I expect that OLED wallscreen telecommuting will kick in around 2010 as resolution goes up high enough to overcome the psychological barrier to virtual environments and we progressively reduce commuting. This will probably be more important as a way of coping with peak oil than synfuels and battery cars combined.
You probably have not had a chance to read Bubba's article on oil shale. I don't think oil shale, or one CTL plant will save us.
Thanks for pointing me there. There has been progress made on this front. Yes, it is a high energy user (and the French have suggested Nukes to get the oil out). But my reading suggests that if oil is over $35 a barrel than you can make a profit on it. Canada is ramping up on the production from oil shales/sands.

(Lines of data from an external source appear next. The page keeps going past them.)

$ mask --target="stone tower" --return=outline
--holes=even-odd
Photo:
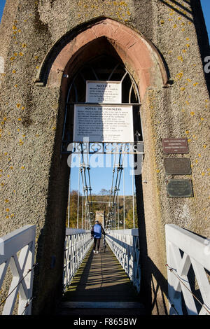
[[[209,46],[200,1],[7,0],[0,25],[0,236],[36,225],[34,314],[52,312],[60,292],[68,88],[81,65],[102,54],[123,62],[141,97],[142,293],[153,314],[167,308],[164,225],[209,236]],[[171,138],[186,139],[188,153],[164,153],[162,140]],[[167,174],[166,158],[190,159],[190,174]],[[174,179],[190,180],[193,195],[169,197]]]

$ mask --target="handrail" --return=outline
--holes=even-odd
[[[172,224],[165,225],[165,236],[169,314],[183,315],[183,300],[188,315],[209,315],[209,240]]]
[[[0,305],[4,305],[2,315],[13,314],[18,298],[18,314],[31,314],[35,236],[36,225],[27,225],[1,238],[0,289],[8,267],[12,274],[10,288],[0,301]]]
[[[93,244],[90,231],[80,229],[66,229],[63,272],[63,290],[72,279]]]
[[[106,232],[106,240],[137,292],[140,291],[141,267],[139,230]]]

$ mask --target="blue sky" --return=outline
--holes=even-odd
[[[6,0],[0,0],[0,21],[4,8]],[[206,22],[209,38],[210,39],[210,0],[201,0],[204,16]],[[71,170],[71,189],[78,189],[78,168],[73,168]],[[91,170],[91,184],[93,188],[92,192],[99,192],[102,188],[109,190],[111,185],[112,168],[92,168]],[[125,195],[130,195],[132,192],[132,180],[130,175],[130,168],[125,169]],[[119,194],[122,192],[122,183]]]

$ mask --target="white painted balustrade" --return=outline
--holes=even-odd
[[[66,229],[63,274],[64,290],[70,284],[92,244],[93,240],[91,239],[90,230]]]
[[[170,314],[209,315],[209,239],[172,224],[165,234]]]
[[[138,229],[108,231],[106,241],[139,292],[141,267]]]
[[[25,225],[0,239],[0,289],[8,268],[12,274],[7,295],[1,297],[2,315],[30,315],[34,267],[36,225]],[[18,255],[17,255],[18,253]]]

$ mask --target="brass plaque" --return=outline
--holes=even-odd
[[[171,179],[167,182],[169,197],[193,197],[192,181],[190,179]]]
[[[190,159],[164,159],[165,172],[167,175],[190,175]]]
[[[189,153],[186,138],[164,138],[162,142],[164,153],[185,154]]]

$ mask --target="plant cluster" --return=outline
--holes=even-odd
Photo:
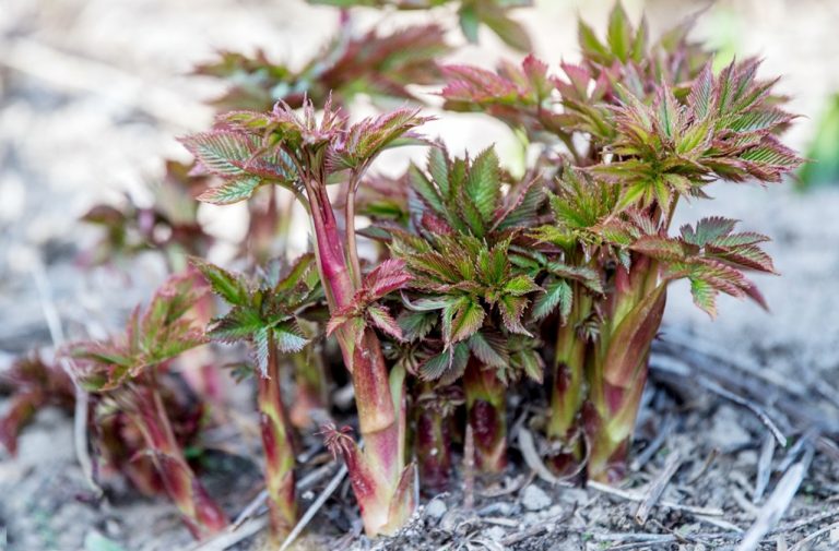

But the points you guys made about scale is valid. And anyway, it needs to address greenhouse gases at some point as well.
We will have a lot of pissed off rednecks in this country if they can not put fuel in their Mustangs.
Maybe if we built nuclear reactor plants by these shale and tar sands, can they be produced...but that would take 10 years. People need to stop this wishful thinking.
This is why I love the Oil Drum, as I can learn from it. And Physics is definitely not my long suit.
I am reminded of Germany and even Italy in World War II. Both built syfuel refineries and very quickly. Did it solve their fuel problems, no, but if Italy, the least of the Great Powers, could get a plant up by 1942, it should not take ten years to get more than a couple of plants going.
But the point is valid that for the immediate future it will take more effort, and of course we are not even talking about greenhouse gases.
Germany started in 1938 to push sythetic fuel production. In 1939 it produced 2.2 metric tons.
1940 - 3.3
1941 - 4.1
1942 - 4.9
1943 - 5.7 and than a decline after that.
Remember this was a Germany that used 600,000 horses for its army when it invaded the Soviet Union in 1941.
Standard Oil helped get this working back in 1938 with German industry.
(For what it's worth: I may be one of the few non scientific types/non-economists posting here - I am an attorney in Downeast Maine, (wearing a flame retardent asbestos suit),fascinated by the subject, and burning copious amount of heating oil and gasoline.)
Today I am reading that the markets are nervous about Iran. With them re-starting their nuclear program and the possibility of UN sanctions, it could lead to a reduction or even embargo of Iranian oil exports. That would cause major shortages.
The odd thing is that the recent run-up in oil prices started a good two or three weeks ago which I think was well before the Iranian situation got as serious as it has. I wonder if this reflects insider knowledge of the upcoming political crisis. Markets are supposed to be good at eliciting that kind of inside information and putting it out for public view in the form of price changes, but I don't know how often it really happens.
There was an article in the Sunday Times about a psychological analyst. He said to concentrate on a couple of relevant facts. You can have too much information; increasing information leads to overconfidence rather than increasing accuracy. Also ignore forecasts, as they tend to be wrong.
With regards to home heating, there is switching ability from nat gas or oil to electric or wood but not much in the way of nat gas to oil or vice versa, unless someone chooses to buy a whole new furnace.
Nat gas has been roughly 5 out of 7 quadrillion BTUs for past 5 or 6 years with oil being 1 quad and the balance being electricity and wood. (so actually NG is more than 5 quads as there is more electricity created from NG than oil.